Humans are generally patrilinial. Also, historically, if you were well-off and in good health, and likely to produce a really smart strong and healthy child, you'd be better off having a boy. Because historically, women generally all had about the same number of kids (somewhere between 0 and 10, I'd say), but the bulk of men would have 0, and a small number would have hundreds or even thousands (think emperors with harems etc etc. Or Wilt Chamberlain, in the modern day). So if your body thinks you're in a great position, likely to have a great kid, a boy is a good idea. Otherwise, better to play it safe, and have a girl.

I have this theory partly because I live in a socially mixed area - lots of working class people, lots of middle class people. Almost all the local mums I know are middle-class, and almost all the local mums I know have boys. But then, most of us feel quite rich and priviledged, because, compared to our neighbours, we are.

So there, you asked for a real blurb on it, you got it.

I suspect that intercourse timing and dietary changes which hopefully will affect the mucous are more likely to bring you the desired gender of baby than convincing yourself you're poor.

NotQuiteCockney · 16/11/2006 12:07

(I did warn you that I could go on for hours ...)

pinktinselanddollymixtures · 16/11/2006 13:02


Just thought i'd add to the thread.

I am one of three girls.
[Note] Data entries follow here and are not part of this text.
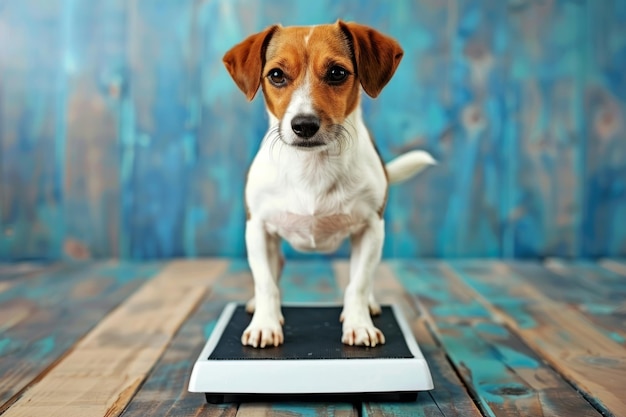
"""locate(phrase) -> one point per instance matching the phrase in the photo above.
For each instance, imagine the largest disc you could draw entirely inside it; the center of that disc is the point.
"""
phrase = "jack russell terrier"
(317, 177)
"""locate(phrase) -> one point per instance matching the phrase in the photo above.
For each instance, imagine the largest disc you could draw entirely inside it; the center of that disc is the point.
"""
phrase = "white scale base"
(312, 361)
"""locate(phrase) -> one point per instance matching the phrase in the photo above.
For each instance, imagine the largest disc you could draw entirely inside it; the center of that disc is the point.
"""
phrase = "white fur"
(407, 165)
(314, 199)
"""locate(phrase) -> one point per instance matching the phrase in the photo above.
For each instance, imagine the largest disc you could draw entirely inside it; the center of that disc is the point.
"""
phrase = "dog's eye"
(336, 75)
(277, 77)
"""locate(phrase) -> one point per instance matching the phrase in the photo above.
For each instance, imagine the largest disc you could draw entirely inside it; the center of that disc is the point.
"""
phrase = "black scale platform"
(311, 333)
(312, 364)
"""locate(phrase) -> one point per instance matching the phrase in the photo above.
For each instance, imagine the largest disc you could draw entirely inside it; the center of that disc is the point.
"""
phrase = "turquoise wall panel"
(121, 134)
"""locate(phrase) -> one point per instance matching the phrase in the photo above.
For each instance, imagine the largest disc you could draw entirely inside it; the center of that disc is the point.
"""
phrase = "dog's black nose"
(305, 126)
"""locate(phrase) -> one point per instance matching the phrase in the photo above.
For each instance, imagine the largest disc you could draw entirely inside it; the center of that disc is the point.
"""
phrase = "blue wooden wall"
(121, 134)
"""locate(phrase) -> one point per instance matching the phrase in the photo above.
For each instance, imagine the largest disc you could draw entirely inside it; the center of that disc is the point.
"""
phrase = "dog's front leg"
(358, 328)
(265, 328)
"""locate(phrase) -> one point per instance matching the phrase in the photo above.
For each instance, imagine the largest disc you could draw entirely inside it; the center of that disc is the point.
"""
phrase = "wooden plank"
(102, 372)
(503, 374)
(43, 316)
(599, 294)
(164, 393)
(449, 398)
(590, 360)
(97, 91)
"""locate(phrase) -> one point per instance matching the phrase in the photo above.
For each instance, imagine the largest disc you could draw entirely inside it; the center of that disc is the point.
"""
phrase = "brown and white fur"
(317, 177)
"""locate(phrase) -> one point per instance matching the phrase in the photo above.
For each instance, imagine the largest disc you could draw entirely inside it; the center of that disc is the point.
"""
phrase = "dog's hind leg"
(265, 327)
(358, 328)
(277, 262)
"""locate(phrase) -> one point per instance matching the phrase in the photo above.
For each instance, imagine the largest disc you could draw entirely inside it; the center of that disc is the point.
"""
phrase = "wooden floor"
(502, 339)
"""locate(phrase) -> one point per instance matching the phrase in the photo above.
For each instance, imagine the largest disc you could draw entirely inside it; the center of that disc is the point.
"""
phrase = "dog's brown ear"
(245, 61)
(377, 56)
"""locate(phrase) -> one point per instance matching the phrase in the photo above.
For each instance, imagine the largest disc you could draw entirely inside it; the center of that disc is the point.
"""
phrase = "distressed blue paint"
(428, 285)
(540, 172)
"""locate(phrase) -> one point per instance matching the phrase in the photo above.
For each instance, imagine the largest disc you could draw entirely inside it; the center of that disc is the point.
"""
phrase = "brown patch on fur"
(305, 54)
(377, 56)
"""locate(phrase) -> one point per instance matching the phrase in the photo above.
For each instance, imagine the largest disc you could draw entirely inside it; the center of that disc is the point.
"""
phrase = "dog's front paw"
(361, 332)
(263, 332)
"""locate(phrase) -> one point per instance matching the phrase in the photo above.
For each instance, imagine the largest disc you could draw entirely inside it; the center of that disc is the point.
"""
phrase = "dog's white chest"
(320, 233)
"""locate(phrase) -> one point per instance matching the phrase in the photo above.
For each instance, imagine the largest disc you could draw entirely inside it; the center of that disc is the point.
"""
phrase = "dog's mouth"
(308, 143)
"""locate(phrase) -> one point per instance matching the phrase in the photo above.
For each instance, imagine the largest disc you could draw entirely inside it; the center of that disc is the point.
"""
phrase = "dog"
(317, 178)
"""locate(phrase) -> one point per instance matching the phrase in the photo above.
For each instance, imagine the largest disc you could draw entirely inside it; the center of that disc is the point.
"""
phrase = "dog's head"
(310, 76)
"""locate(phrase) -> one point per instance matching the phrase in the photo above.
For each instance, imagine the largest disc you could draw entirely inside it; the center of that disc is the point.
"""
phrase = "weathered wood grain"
(103, 371)
(586, 357)
(503, 374)
(42, 316)
(164, 393)
(598, 293)
(449, 398)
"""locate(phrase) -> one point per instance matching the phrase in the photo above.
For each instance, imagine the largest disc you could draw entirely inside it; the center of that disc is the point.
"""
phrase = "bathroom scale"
(312, 363)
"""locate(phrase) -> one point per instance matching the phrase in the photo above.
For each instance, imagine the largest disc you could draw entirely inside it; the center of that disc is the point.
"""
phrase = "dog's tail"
(406, 165)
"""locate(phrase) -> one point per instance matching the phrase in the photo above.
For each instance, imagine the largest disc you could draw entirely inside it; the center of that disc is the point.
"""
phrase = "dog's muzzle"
(305, 126)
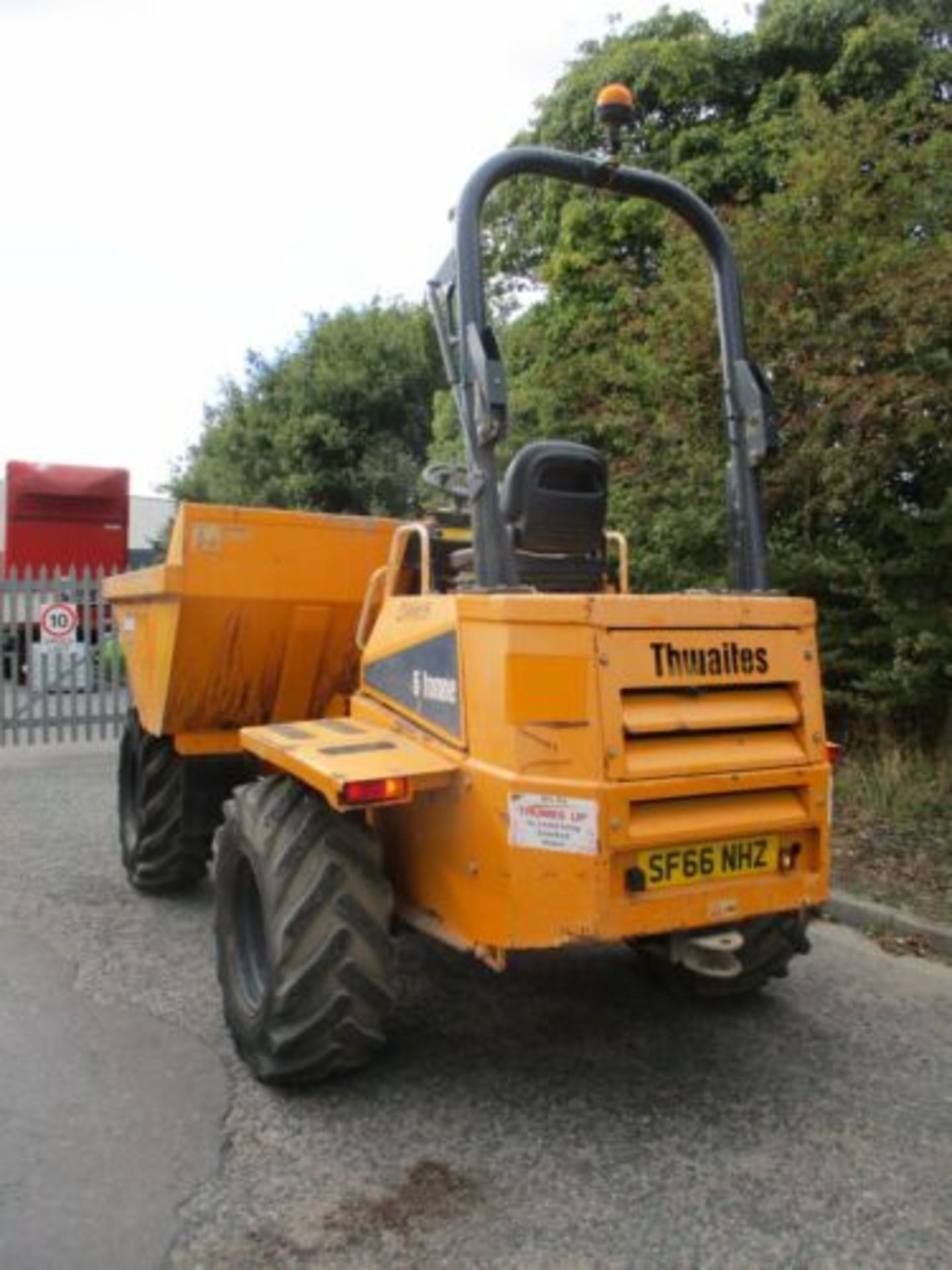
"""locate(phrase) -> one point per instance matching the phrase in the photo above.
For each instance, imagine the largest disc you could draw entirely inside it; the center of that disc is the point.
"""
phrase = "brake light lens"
(389, 789)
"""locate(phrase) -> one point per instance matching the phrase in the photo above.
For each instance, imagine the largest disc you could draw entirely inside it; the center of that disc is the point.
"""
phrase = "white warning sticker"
(553, 824)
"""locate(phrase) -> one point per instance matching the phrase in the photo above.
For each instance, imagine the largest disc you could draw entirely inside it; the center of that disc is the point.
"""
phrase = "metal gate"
(63, 676)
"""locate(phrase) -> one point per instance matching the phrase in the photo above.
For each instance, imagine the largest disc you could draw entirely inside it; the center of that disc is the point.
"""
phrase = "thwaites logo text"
(728, 658)
(434, 687)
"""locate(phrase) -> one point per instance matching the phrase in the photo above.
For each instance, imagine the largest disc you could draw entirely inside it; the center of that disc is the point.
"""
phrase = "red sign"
(59, 622)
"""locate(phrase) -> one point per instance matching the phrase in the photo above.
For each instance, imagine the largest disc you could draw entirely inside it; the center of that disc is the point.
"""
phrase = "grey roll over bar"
(477, 380)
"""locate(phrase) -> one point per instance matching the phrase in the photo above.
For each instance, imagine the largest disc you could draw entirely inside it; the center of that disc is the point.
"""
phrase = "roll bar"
(475, 368)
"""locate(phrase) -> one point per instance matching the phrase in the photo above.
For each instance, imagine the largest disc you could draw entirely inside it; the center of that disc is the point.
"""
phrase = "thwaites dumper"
(477, 730)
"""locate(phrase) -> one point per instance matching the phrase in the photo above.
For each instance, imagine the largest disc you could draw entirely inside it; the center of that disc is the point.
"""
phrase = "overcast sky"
(186, 179)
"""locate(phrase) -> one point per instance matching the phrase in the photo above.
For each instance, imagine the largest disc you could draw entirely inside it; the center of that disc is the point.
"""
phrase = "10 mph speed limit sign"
(59, 622)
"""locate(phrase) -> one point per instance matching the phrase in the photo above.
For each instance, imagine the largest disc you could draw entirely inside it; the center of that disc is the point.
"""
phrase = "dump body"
(625, 765)
(251, 619)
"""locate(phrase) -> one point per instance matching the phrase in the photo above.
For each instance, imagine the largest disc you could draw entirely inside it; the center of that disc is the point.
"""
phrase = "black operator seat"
(554, 503)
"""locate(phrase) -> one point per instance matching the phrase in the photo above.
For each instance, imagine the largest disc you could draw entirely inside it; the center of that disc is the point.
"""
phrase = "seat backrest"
(555, 499)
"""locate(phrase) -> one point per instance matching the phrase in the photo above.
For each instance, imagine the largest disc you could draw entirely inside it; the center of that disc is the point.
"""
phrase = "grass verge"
(892, 829)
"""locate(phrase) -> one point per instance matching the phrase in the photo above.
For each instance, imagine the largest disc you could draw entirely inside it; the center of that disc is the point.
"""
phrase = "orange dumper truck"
(476, 730)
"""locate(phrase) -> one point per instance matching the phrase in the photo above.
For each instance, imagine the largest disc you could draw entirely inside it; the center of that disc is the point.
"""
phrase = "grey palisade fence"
(63, 677)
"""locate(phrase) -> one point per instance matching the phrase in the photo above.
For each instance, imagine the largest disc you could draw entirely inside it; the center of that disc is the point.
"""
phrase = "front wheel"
(302, 930)
(157, 851)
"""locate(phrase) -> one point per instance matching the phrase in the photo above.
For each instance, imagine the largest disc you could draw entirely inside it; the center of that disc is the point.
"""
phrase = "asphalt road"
(565, 1114)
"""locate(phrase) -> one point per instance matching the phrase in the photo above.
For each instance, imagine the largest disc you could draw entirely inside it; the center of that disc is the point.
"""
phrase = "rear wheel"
(157, 853)
(770, 945)
(302, 930)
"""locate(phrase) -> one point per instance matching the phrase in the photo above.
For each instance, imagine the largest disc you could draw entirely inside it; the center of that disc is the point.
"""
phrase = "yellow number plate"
(678, 867)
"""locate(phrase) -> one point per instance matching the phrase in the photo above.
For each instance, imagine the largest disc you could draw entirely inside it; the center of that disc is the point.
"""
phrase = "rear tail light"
(389, 789)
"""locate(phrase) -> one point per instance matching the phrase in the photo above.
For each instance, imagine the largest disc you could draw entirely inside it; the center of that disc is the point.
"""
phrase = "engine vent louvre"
(680, 732)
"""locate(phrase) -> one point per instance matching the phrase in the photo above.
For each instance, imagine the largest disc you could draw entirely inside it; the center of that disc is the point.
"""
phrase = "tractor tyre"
(157, 853)
(770, 945)
(302, 915)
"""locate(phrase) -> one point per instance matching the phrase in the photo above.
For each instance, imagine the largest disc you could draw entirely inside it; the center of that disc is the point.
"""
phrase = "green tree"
(824, 142)
(339, 421)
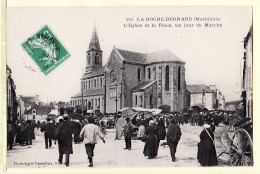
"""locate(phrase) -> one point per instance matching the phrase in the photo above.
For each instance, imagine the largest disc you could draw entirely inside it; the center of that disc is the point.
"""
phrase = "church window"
(179, 78)
(138, 74)
(112, 76)
(167, 84)
(97, 59)
(149, 73)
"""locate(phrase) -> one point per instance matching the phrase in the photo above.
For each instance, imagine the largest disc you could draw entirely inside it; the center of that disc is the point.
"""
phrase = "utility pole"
(82, 102)
(116, 97)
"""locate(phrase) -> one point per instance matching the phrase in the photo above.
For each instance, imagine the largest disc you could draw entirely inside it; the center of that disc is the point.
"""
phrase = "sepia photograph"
(112, 87)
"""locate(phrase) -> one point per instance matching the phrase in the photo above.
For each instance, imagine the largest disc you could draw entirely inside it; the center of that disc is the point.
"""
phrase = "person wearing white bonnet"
(151, 122)
(59, 118)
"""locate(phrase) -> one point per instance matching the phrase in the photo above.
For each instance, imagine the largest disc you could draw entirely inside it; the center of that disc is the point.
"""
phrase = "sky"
(213, 55)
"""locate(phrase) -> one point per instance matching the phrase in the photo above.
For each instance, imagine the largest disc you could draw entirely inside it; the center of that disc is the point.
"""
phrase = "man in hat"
(48, 130)
(64, 136)
(128, 130)
(173, 136)
(90, 133)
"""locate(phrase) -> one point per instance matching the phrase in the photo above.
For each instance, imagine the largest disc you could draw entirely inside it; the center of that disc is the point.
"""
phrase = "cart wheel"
(241, 149)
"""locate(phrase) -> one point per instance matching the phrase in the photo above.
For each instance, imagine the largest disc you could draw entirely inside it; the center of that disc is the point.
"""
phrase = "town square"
(93, 91)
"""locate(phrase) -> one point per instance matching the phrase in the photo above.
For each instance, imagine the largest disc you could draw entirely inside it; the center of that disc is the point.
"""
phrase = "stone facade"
(123, 74)
(206, 97)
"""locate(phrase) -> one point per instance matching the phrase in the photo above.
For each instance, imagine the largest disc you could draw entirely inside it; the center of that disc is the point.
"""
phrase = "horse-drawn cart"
(240, 146)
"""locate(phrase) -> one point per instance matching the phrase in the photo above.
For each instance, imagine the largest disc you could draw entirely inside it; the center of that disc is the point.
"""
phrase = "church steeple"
(94, 42)
(94, 53)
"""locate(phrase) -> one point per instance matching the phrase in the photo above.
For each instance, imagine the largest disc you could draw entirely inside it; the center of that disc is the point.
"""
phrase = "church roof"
(162, 55)
(158, 56)
(92, 92)
(131, 56)
(144, 85)
(194, 89)
(28, 99)
(94, 42)
(97, 71)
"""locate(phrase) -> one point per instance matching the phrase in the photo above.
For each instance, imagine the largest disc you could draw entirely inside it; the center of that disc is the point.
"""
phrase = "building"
(130, 79)
(36, 113)
(233, 105)
(206, 97)
(25, 103)
(11, 96)
(247, 81)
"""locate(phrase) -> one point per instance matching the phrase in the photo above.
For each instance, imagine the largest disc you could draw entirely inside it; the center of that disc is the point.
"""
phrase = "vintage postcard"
(129, 87)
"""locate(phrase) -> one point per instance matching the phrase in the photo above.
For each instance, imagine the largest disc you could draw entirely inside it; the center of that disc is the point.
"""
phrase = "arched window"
(167, 84)
(141, 99)
(138, 74)
(89, 57)
(149, 73)
(97, 59)
(179, 78)
(151, 101)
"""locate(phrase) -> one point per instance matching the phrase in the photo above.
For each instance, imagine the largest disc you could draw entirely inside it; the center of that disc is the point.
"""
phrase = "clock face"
(112, 76)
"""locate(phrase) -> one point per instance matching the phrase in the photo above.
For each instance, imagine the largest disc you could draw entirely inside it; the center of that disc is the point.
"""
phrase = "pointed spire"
(94, 42)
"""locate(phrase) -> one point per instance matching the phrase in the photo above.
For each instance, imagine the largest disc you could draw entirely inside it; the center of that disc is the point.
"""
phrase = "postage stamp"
(46, 50)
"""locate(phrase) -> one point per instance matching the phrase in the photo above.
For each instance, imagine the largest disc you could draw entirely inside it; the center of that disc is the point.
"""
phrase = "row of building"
(132, 79)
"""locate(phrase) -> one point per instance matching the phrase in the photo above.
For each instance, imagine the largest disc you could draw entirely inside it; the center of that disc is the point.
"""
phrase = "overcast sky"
(213, 56)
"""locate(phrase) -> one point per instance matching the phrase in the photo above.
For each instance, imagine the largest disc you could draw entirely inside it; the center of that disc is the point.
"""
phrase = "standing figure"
(173, 137)
(161, 131)
(48, 130)
(206, 147)
(64, 136)
(10, 134)
(151, 144)
(128, 130)
(77, 128)
(120, 123)
(90, 133)
(141, 129)
(29, 129)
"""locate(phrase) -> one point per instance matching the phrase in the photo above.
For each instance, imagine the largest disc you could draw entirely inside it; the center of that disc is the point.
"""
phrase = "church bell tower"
(94, 53)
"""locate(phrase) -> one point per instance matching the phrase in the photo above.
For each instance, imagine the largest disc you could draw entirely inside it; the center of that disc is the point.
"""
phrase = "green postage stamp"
(45, 49)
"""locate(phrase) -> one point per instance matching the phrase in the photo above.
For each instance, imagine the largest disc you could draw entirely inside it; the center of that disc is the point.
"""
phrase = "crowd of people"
(151, 130)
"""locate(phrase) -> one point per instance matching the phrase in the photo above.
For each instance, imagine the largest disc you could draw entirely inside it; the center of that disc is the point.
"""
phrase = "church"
(131, 79)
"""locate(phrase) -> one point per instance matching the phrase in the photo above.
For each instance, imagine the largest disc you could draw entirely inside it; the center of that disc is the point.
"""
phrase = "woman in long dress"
(141, 129)
(207, 155)
(150, 148)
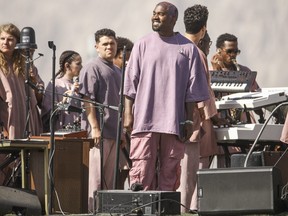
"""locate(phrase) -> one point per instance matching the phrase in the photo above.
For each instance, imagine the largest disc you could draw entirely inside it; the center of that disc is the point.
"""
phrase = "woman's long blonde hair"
(17, 59)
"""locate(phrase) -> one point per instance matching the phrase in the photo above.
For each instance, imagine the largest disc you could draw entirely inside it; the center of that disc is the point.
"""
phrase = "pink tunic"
(13, 107)
(63, 118)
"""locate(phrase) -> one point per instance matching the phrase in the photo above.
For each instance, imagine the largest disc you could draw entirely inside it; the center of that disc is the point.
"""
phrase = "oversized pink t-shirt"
(162, 74)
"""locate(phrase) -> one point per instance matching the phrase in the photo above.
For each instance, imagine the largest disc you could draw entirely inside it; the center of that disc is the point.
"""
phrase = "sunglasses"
(230, 51)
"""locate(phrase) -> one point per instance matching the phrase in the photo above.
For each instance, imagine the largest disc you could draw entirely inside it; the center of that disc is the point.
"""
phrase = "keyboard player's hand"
(220, 122)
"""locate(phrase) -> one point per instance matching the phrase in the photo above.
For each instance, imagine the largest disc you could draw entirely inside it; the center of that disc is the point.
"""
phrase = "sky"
(71, 24)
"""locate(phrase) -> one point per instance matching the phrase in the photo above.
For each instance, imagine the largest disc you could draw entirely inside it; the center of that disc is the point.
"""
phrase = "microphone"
(39, 56)
(27, 39)
(69, 108)
(137, 186)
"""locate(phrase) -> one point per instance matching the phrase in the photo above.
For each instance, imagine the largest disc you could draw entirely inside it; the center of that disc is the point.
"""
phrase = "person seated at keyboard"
(225, 60)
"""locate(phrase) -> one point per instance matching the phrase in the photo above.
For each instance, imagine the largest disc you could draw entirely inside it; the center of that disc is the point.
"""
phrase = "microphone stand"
(27, 90)
(52, 127)
(119, 126)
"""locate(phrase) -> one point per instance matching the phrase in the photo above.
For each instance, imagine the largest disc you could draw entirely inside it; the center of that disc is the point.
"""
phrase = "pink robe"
(13, 110)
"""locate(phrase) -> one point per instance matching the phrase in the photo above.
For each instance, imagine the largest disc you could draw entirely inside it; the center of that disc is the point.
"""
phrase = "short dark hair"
(121, 42)
(104, 32)
(225, 37)
(195, 18)
(171, 9)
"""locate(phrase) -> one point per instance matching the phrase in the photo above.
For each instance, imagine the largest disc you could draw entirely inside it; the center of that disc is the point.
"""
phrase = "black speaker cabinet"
(235, 191)
(137, 203)
(19, 202)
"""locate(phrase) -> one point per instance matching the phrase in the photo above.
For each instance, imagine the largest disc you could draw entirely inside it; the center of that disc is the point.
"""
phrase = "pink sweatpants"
(156, 160)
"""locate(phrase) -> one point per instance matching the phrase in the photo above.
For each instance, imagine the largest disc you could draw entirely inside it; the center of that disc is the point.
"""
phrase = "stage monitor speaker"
(137, 203)
(235, 191)
(19, 202)
(258, 158)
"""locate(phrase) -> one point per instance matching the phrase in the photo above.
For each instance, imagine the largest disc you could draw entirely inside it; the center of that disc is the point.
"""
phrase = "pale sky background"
(260, 25)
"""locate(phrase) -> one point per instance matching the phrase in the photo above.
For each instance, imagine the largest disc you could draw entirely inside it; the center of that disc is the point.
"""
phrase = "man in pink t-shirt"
(164, 79)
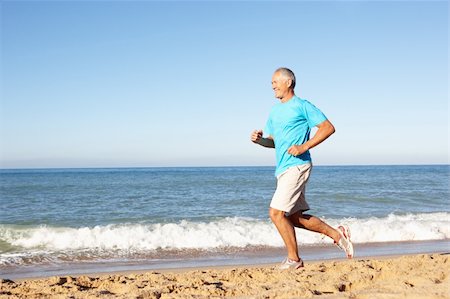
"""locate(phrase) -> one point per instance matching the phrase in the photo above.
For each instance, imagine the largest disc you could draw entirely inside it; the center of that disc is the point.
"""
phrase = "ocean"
(54, 221)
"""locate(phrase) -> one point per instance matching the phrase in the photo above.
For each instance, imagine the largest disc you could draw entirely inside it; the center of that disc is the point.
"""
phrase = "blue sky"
(145, 83)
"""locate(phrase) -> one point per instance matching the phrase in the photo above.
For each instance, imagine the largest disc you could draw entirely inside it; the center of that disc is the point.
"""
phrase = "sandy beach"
(411, 276)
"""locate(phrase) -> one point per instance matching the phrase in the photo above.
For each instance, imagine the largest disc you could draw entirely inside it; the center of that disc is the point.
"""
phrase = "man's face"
(280, 85)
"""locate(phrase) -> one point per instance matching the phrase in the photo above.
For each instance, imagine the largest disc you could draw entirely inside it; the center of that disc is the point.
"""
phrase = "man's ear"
(289, 81)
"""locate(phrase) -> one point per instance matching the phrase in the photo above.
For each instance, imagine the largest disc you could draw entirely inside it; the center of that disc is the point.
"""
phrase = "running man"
(288, 131)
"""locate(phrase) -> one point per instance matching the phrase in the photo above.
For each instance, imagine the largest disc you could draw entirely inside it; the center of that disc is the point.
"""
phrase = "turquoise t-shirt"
(290, 123)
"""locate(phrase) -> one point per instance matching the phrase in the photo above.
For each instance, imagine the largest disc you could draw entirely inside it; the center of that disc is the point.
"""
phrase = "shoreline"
(405, 276)
(242, 258)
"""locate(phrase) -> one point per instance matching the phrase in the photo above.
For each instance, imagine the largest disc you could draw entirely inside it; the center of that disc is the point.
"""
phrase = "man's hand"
(256, 136)
(297, 150)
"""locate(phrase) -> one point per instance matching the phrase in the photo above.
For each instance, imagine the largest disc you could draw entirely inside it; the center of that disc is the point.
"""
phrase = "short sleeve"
(313, 115)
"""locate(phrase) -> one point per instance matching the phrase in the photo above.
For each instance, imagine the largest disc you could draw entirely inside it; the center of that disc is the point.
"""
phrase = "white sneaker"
(290, 264)
(344, 242)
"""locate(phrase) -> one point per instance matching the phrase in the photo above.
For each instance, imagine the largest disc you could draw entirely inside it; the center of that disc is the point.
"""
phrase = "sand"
(412, 276)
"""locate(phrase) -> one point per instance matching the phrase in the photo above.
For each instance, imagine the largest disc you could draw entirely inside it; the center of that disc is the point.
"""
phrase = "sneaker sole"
(346, 232)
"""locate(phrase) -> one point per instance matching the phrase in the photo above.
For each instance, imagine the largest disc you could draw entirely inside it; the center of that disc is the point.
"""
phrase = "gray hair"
(288, 74)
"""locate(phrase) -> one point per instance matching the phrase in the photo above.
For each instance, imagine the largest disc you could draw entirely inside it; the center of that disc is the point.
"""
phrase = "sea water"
(60, 216)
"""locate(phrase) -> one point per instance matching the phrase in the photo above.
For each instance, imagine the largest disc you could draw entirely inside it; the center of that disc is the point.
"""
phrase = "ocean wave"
(122, 239)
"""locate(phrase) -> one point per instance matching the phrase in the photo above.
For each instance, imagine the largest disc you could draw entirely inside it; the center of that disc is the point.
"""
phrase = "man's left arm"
(325, 130)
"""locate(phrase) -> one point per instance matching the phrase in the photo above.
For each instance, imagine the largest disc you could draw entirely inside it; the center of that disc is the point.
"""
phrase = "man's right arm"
(257, 138)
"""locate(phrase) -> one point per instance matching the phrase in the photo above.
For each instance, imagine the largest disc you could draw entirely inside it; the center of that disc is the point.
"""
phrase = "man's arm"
(325, 130)
(257, 138)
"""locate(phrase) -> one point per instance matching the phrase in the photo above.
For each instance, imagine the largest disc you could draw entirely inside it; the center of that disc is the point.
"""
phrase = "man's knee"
(275, 215)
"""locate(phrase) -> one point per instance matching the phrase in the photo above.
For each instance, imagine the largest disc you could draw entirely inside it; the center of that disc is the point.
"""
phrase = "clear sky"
(145, 83)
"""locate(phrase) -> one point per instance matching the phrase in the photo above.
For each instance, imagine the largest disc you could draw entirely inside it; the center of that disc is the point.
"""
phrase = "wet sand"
(409, 276)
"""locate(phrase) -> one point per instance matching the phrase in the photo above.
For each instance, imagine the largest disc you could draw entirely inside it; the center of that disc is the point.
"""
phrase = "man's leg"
(287, 232)
(314, 224)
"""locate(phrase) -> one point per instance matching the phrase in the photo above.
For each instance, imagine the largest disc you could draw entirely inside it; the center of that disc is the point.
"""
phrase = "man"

I have just had my third daughter (no boys). My older sister is due her 3rd girl in January (also no boys).
My younger sister has only got the one child and guess what?'s a girl.

Does there seem to be a pattern here...?

lulumama · 16/11/2006 13:04

how interesting NQC...are you a biologist or something of that ilk?

FWIW it is predominantly girls within my immediate family,..although i have one of each and am not planning anymore...but girls outnumber the boys...

throckenholt · 16/11/2006 13:15

not yet waded through the whole thread. BUT - going back through family history it is clear that in most large families here is a roughly equal number of boys and girls - even if they come in a series of one sex or the other.

So generally for the population as a whole it is roughly 50:50. For an individual it may be skewed by physical conditions (ed cervical mucus), or eg I think diabetic men produce more female than male sperm.

At the end of the day - you have no say in the matter anyway - you get what you get.